For a detailed list of existing KV cache compression methods, check Awesome-KV-Cache-Compression or Awesome-LLM-Compression

Evaluation

We provide a simple CLI to evaluate the performance of different presses on several long-context datasets.

Accuracy: Test your method on popular benchmarks directly using our CLI.
Speed and Memory: The speed_and_memory notebook can help you measure peak memory usage and total time gain.

Please refer to the evaluation directory in this repo for more details and results.

Below we report the average performance on the RULER dataset with 4k context length for different presses, from our

Quantization

We support KV cache quantization through the transformers QuantizedCache class (see HF blog post). To use it, simply pass a cache object to your pipeline:

from transformers import QuantizedCache

cache = QuantizedCache(backend="quanto", nbits=4)

pipe(..., cache=cache)

By default, the DynamicCache is used (no quantization).

[!IMPORTANT]
To use the QuantizedCache, you need to install additional dependencies (e.g. pip install optimum-quanto).

Contributing

We welcome contributions! To add a new press, simply open an issue or submit a pull request. Check the new_press.ipynb notebook for a step-by-step guide.

Citation

If you use KVPress in your research, please cite our paper:

@article{devoto2025expectedattention,
  title={Expected Attention: KV Cache Compression by Estimating Attention from Future Queries Distribution},
  author={Devoto, Alessio and Jeblick, Maximilian and J{\'e}gou, Simon},
  journal={arXiv preprint arXiv:2510.00636},
  year={2025},
  url={https://arxiv.org/abs/2510.00636}
}

FAQ

Which models are supported ?

Some presses depend on the model architecture (e.g. ExpectedAttentionPress or SnapKVPress) hence they might not work with all models. We tested support for LlamaForCausalLM, MistralForCausalLM, Phi3ForCausalLM, Qwen2ForCausalLM, Qwen3ForCausalLM, and Gemma3ForCausalLM but many other models might be supported out of the box because their implementation is often similar in transformers.

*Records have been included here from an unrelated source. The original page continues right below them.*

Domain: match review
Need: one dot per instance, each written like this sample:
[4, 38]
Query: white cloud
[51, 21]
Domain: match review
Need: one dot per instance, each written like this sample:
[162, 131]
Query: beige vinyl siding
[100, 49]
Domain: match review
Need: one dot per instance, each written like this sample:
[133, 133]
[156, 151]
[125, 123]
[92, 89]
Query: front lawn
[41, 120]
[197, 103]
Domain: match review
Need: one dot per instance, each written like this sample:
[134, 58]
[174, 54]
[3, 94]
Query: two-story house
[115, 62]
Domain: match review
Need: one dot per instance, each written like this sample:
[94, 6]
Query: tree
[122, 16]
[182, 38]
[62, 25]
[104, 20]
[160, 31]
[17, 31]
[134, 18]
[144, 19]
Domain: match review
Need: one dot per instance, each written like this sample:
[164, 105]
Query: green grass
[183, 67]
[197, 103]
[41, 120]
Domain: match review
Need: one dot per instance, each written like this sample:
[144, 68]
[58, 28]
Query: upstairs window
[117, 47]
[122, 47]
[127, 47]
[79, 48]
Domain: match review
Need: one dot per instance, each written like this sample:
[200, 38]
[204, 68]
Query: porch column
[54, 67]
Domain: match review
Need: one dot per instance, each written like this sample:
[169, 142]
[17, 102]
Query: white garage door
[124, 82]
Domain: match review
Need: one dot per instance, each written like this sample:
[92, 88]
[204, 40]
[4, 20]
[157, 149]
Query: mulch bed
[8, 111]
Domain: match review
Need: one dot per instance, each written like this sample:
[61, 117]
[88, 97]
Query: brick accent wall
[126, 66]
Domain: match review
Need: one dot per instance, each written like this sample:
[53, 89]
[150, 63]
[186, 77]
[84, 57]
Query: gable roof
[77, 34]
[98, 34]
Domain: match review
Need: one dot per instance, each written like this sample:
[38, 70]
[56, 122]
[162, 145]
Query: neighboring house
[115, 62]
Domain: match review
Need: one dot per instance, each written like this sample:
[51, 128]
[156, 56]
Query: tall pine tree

How to run inference on multiple GPUs ?

kvpress supports multi-GPU inference through accelerate:

pipe = pipeline("kv-press-text-generation", model=model, device_map="auto")

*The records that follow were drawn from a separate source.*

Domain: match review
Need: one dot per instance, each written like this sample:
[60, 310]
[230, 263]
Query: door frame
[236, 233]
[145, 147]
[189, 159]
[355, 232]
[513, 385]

What are the memory and throughput gains ?

Memory usage should be reduced by around compression_ratio * kv_cache_size. As the KV cache is smaller, decoding should also be faster. You can measure peak memory usage gain and total time gain using this notebook.

How does a press work ?

A press registers a forward hook (press.forward_hook method) to each attention layer during the prefilling phase. Registration can be applied using the press as a context manager (press.__call__ method):

import torch
from transformers import AutoModelForCausalLM
from kvpress import KnormPress

device = "cuda:0"
ckpt = "meta-llama/Meta-Llama-3.1-8B-Instruct"
model = AutoModelForCausalLM.from_pretrained(ckpt).to(device)
press = KnormPress(compression_ratio=0.4)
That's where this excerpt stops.